Now, back at it and in the groove, getting ready to start back on a fairly regular schedule again, tomorrow. I'm very excited to be back to teaching, and grateful thus far at the amount of support folks have expressed. Just hope to see some bodies show up and find a regular practice again, if it serves.
So, down there, I wasn't off the grid too far, obviously; I blogged, did some videos, wrote an article and made fun of a book. Deservedly so, I made fun of that shite, and in doing so, I apparently really triggered some folks. I get it, my humor was bitingly sarcastic, and the venue was really wide, and the title of the piece was enough to get attention. A setting for a perfect storm, and given the media, a flame up.

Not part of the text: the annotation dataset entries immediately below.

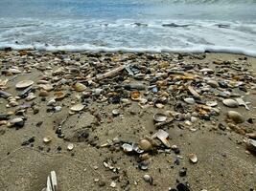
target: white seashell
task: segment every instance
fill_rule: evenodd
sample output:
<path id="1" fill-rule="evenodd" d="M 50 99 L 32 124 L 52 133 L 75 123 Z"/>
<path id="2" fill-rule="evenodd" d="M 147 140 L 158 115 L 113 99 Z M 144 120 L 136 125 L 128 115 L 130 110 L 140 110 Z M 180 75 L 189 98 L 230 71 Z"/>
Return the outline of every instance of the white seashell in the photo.
<path id="1" fill-rule="evenodd" d="M 72 106 L 70 110 L 73 112 L 79 112 L 79 111 L 83 110 L 83 108 L 84 108 L 84 105 L 82 105 L 81 103 L 79 103 L 77 105 Z"/>
<path id="2" fill-rule="evenodd" d="M 197 162 L 198 162 L 198 157 L 197 157 L 196 154 L 194 154 L 194 153 L 190 153 L 190 154 L 188 155 L 188 157 L 189 157 L 189 159 L 190 159 L 193 163 L 197 163 Z"/>
<path id="3" fill-rule="evenodd" d="M 67 150 L 68 151 L 72 151 L 73 149 L 74 149 L 74 144 L 73 143 L 69 143 L 68 145 L 67 145 Z"/>
<path id="4" fill-rule="evenodd" d="M 28 79 L 28 80 L 19 81 L 18 83 L 16 83 L 15 86 L 16 88 L 27 88 L 33 84 L 34 84 L 34 81 Z"/>
<path id="5" fill-rule="evenodd" d="M 184 98 L 184 101 L 185 101 L 186 103 L 188 103 L 188 104 L 192 104 L 192 105 L 196 103 L 195 99 L 192 98 L 192 97 Z"/>
<path id="6" fill-rule="evenodd" d="M 52 138 L 50 136 L 47 136 L 45 138 L 43 138 L 43 142 L 44 143 L 49 143 L 52 141 Z"/>
<path id="7" fill-rule="evenodd" d="M 167 116 L 161 113 L 157 113 L 153 116 L 153 119 L 156 122 L 164 122 L 167 119 Z"/>
<path id="8" fill-rule="evenodd" d="M 222 103 L 225 106 L 231 107 L 231 108 L 236 108 L 239 106 L 239 103 L 237 101 L 235 101 L 234 99 L 231 99 L 231 98 L 223 99 Z"/>

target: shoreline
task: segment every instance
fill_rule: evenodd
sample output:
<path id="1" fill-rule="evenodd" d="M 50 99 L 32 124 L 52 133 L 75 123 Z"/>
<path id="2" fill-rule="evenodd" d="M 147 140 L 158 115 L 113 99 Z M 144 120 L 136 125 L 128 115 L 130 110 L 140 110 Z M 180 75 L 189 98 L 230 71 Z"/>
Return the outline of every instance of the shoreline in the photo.
<path id="1" fill-rule="evenodd" d="M 0 51 L 0 70 L 6 191 L 52 170 L 61 191 L 256 190 L 256 57 Z"/>

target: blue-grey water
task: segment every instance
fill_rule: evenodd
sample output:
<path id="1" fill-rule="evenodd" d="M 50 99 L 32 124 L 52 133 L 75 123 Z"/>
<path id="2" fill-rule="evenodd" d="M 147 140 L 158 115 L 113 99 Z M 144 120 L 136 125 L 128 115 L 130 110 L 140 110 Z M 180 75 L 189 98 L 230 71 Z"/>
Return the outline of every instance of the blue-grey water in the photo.
<path id="1" fill-rule="evenodd" d="M 0 49 L 256 55 L 256 0 L 0 0 Z"/>

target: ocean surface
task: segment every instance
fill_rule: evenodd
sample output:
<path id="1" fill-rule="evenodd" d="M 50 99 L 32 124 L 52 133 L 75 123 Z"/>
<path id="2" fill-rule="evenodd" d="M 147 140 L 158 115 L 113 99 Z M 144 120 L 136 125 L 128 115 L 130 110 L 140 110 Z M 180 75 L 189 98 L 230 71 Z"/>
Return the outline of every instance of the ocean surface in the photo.
<path id="1" fill-rule="evenodd" d="M 256 56 L 256 0 L 0 0 L 0 49 Z"/>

At one point, I tried to answer the comments; I don't doubt the sincerity of the feelings and the arguments, they just weren't what I was making. My sarcasm was limited, in my mind, to the very first world problem of bad prose, buzz media and 'naughtiness'.
In that what I wrote solicited so many hurt feelings and outrage, I simply apologized for how my choice of words was easy to interpret and how that made me sorry. I didn't necessarily apologize for my message or the content, just how it made people feel.
And that got someone pissed off enough to write me and try to assail my character. I tell you all this for interest not of that story, but for what it's like to be on the internet, to have opinions and express them, the seeming power of the anonymity of posting on line, and the insult this person took because they thought I had apologized and surrender my right.
One of the things I asked for in the comments was for folks to dialog, but not insult, not hate, but rather to question and read and listen. Not much of that happens, but we know the medium.
For your consideration... can you apologize for how something you expressed made someone feel without negating what you said? Is it one or the other, and does apologizing symbolize capitulation? What do you think? I know we're all in for a lot of disagreement, and if we want to make positive change, it will become necessary to be able to respectfully, non-violently disagree - create space to listen, to create whatever compromise may be, and move forward in dignity and respect.
That's what I'm thinking about today - new ways of dialoguing; maintaining the integrity of my perspective while allowing for others. Looking for the similarities and the congruities and not the fragmentary issues. Hoping to figure out how to summon the common passion for change into building something, rather than tearing down something else.
What's that mean to you - think on it, give thanks and praise!